Какой такой оптимальный эффект был нужен её мучителям, Валька так и не поняла. Однако, ей пришлось подчиниться и продолжить позорное стояние на коленях. Она попробовала было сдвинуть ноги, чтобы спрятать от зрителей свои лишённые покрова прелести, но от этого живот заболел ещё сильнее, и пришлось раздвинуть ноги вновь. Наконец, доктор смилостивился и разрешил ей сходить в туалет. Одеваться она не стала — какой теперь в этом смысл? Да и изнутри подпирало так, что мама не горюй. В туалет Шура за ней не попёрся — и то слава богу, но когда она позволила себе расслабить многострадальную пятую точку, раздался такой звук, что, как ей показалось, слышно было на другой стороне улицы... Она сидела довольно долго, отходя скорее от моральной травмы, чем от физического страдания. К счастью, никто её не торопил. Когда же она вышла, Игорь Матвеевич буднично сообщил, что к операции всё готово, анестезиолог уже пришёл и готовится, и ей пора занять место на кресле. Только в этот момент Валя почувствовала страх перед самой операцией, позабыв на время о том, что она голая, что при операции будут присутствовать трое мужчин и что все этапы её унижения записываются на камеру.

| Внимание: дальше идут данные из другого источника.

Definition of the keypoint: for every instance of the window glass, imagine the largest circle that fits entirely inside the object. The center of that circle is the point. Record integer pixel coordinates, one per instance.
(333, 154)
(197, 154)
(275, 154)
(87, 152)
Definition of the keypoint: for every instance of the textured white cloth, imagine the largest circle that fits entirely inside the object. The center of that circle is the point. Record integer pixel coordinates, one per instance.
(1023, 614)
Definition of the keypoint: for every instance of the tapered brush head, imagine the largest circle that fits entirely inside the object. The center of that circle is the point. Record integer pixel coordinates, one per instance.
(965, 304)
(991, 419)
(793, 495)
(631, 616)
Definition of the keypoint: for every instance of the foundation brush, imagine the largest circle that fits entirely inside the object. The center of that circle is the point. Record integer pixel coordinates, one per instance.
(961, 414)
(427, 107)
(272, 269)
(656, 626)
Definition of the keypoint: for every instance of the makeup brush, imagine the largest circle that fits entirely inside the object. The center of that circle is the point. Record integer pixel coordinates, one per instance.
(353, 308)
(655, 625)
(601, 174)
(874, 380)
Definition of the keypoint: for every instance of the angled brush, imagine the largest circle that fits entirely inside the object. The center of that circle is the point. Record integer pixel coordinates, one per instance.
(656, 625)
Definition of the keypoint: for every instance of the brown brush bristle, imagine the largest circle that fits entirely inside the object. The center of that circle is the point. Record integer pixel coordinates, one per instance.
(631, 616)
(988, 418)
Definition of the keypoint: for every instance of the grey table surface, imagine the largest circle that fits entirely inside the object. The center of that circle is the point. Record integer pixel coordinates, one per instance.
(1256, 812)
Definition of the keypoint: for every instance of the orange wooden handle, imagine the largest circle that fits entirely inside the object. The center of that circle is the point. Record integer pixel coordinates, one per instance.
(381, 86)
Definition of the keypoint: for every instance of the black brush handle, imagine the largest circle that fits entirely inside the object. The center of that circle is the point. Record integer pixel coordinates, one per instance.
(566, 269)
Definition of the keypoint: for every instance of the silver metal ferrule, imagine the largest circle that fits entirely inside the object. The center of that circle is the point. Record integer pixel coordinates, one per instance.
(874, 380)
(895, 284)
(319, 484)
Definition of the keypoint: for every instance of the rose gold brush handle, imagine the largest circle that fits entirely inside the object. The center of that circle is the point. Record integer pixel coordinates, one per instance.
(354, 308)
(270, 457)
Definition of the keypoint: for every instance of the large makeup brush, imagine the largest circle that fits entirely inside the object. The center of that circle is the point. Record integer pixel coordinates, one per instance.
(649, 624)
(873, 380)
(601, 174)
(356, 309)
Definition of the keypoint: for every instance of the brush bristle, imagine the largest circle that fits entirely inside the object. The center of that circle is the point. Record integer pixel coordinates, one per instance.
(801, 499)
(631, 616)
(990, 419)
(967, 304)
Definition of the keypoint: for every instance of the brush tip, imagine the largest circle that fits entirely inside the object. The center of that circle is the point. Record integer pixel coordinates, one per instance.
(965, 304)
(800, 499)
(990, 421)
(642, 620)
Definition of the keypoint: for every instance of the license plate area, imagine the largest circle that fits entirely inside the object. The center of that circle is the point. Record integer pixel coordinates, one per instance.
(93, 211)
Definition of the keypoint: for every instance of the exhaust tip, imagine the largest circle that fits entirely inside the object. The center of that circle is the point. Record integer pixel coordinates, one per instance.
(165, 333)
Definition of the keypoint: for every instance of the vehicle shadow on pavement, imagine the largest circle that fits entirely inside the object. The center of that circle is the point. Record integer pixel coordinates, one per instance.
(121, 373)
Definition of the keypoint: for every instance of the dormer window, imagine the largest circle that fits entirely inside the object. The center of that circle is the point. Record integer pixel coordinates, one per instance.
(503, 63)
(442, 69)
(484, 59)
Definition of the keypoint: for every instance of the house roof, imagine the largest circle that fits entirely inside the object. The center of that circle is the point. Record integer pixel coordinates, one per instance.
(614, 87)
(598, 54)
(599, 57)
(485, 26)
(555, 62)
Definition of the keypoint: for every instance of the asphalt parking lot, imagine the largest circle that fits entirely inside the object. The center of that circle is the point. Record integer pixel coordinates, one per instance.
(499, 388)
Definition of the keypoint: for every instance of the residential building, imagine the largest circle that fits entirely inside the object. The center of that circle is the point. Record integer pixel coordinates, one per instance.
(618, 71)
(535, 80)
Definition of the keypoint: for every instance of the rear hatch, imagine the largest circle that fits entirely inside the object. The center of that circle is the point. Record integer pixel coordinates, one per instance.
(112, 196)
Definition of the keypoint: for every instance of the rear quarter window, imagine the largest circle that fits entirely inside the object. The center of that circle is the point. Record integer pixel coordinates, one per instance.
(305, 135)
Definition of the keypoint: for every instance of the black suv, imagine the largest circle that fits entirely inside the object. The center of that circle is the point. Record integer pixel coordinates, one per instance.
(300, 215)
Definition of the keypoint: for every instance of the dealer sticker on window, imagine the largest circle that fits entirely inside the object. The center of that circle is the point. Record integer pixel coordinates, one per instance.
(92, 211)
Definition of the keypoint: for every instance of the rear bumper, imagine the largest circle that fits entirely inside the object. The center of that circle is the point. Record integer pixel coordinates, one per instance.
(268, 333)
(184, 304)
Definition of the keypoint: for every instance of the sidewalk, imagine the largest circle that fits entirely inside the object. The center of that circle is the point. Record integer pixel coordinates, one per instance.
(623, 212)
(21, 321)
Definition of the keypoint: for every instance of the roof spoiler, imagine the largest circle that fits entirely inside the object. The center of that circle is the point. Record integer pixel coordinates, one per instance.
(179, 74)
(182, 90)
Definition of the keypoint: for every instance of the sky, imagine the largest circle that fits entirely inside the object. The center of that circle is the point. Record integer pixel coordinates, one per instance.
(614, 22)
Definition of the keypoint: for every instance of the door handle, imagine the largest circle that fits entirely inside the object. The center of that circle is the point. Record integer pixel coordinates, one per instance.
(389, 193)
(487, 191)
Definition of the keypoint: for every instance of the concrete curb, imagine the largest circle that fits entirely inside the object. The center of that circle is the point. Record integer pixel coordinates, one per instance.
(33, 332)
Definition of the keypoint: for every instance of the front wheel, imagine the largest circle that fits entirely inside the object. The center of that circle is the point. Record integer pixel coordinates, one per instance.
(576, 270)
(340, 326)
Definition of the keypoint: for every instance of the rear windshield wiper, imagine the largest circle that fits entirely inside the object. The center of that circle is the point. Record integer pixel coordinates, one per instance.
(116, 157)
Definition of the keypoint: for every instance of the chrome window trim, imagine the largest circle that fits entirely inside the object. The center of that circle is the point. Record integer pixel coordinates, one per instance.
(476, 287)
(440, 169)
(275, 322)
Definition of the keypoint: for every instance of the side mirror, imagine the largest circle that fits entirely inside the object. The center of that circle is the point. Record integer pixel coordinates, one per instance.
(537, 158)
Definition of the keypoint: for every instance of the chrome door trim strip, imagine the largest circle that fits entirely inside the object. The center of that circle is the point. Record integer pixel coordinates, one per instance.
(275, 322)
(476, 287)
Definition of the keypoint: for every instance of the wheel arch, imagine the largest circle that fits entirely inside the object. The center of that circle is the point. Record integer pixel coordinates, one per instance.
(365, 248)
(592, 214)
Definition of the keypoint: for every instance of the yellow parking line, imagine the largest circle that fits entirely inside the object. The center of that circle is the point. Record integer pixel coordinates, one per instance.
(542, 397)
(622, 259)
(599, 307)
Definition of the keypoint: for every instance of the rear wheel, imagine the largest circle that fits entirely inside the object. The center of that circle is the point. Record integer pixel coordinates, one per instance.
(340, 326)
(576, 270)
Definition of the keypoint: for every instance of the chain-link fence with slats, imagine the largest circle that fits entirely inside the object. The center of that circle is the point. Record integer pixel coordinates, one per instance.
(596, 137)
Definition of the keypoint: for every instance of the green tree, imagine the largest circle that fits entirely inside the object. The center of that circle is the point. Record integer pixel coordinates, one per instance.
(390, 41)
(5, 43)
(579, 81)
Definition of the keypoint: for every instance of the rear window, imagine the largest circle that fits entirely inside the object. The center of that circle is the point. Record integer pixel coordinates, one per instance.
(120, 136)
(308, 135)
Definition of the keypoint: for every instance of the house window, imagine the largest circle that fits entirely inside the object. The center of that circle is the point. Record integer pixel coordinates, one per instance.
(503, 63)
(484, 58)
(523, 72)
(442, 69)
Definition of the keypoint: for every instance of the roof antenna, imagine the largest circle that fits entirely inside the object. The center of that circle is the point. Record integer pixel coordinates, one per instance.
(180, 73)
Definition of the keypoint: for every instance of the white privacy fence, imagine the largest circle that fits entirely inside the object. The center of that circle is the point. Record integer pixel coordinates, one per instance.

С тяжёлым чувством она забралась на кресло. Ей хотелось поставить ноги на твёрдую опору, чтобы не держать их на весу, но единственным вариантом оказалось положить их на подколенники. Прикрыться она снова не посмела, но, к счастью, доктор, проникнувшись, видимо, её страданиями, достал простынку и набросил на неё. Это оказалось весьма кстати: хотя в кабинете было довольно тепло, она начала уже немного дрожать — то ли от страха, то ли от стыда, то ли от того и другого одновременно. Наконец, дверь отворилась, и вошёл ассистент-анестезиолог.
Валька взглянула на него и обомлела. Это был тот самый сосед, которого она встретила сегодня утром на лестнице. В который уже раз, её щёки залил яркий румянец. Одно дело, когда свидетелями твоего позора становятся люди незнакомые, которых ты больше, может быть, в жизни никогда не увидишь. Совсем другое, когда таким человеком становится знакомый. А когда ты с этим человеком встречаешься иногда по нескольку раз на дню... Теперь она знала, как его зовут — доктор называл его имя — Семён Михайлович. Как Будённый, точно, подумала она и вспомнила знаменитые будённовские усы, на которые были так похожи усы соседа. Тот, похоже, тоже был обескуражен.
— Здравствуйте, — вымученно промямлил он и добавил: — кажется, мы знакомы.
Это было совершенно излишним. Зачем, если даже и так, кому-то ещё знать об этом? Тем более, что считать это знакомством можно с большой натяжкой. Она поморщилась и сказала:
— Не уверена, что это можно назвать знакомством, впрочем... — она на мгновение задумалась, и тут неожиданно Шура, до сих пор молча трудившийся у своего трёхногого монстра, отвлёкся от своего занятия и, ухмыляясь, вставил:
— Конечно, у нас тут не повод для знакомства, но я всё же представлюсь — Александр Петрович, можно просто Шура.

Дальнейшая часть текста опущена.